Day-to-day operations at the Pentagon and other agencies are usually run by a deputy secretary. The previous deputy under Lloyd Austin, Kath Hicks, has a Ph.D. from MIT and years of experience in national defense, including at the Pentagon. Trump’s nominee to succeed her is the billionaire Steve Feinberg, who co-founded Cerberus Capital. He has no military or Pentagon experience. (Likewise, Trump’s pick for secretary of the Navy, John Phelan, is a wealthy businessman and art collector who has never served in the military or any government position.)

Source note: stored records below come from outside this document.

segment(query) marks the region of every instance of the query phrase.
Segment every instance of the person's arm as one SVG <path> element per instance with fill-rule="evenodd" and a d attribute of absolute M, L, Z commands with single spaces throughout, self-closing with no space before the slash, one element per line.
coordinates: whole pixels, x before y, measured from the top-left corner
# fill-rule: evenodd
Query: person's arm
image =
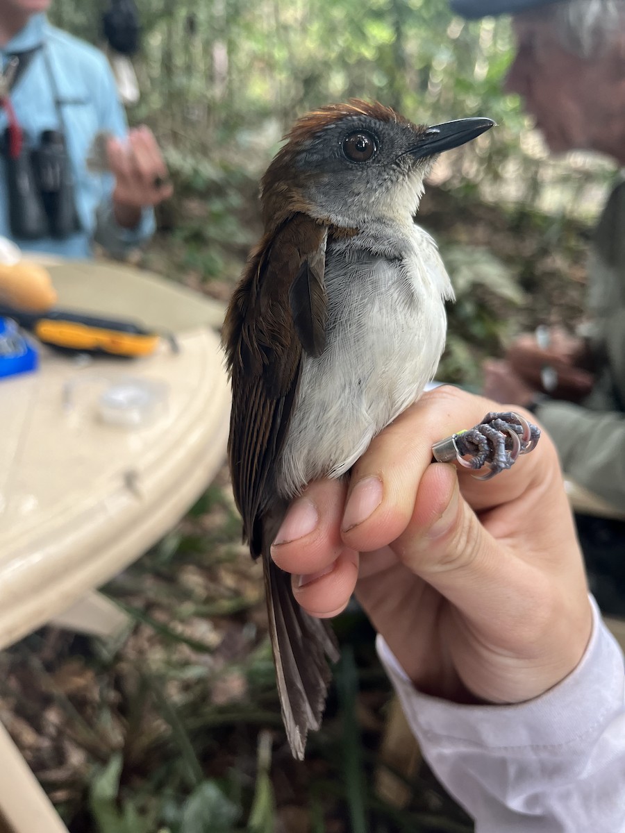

Below the secretary, several undersecretaries serve as the senior managers of the institution, and the news here is also worrisome. In 2020, Trump tried to nominate Bradley Hansell, a special assistant to Trump in his first term, as the deputy undersecretary for intelligence (in order to replace someone whose loyalty came into question among Trump’s advisers), a nomination that was returned to Trump without action from the Senate. This time, Trump has nominated Hansell (whose background is in venture capital) for the more senior job of undersecretary, despite his lack of qualifications. Trump has also tapped Emil Michael, a tech investor and executive at Uber and Klout, as undersecretary for research and engineering. Michael is a lawyer; his predecessor in the research and engineering post in the Biden administration, Heidi Shyu, was an actual engineer, with long experience in defense production and acquisition issues.

...

After Hegseth, Trump’s most disturbing DOD nomination—at least so far—is Anthony Tata, the retired one-star general whom Trump has put forward as undersecretary for personnel and readiness. Tata’s views are extreme: He once referred to President Barack Obama as a “terrorist,” claimed that former CIA Director John Brennan was trying to kill Trump, and pushed the conspiracy theory that Bill and Hillary Clinton had murdered several of their political opponents. Trump had to pull Tata’s nomination in 2020 as undersecretary for policy (the position Colby is now slated to get) just 90 minutes before his Senate hearing, after being told that the votes to confirm him were not there. The president is now going to send Tata back and humiliate the Republicans into voting for yet another unacceptable nominee.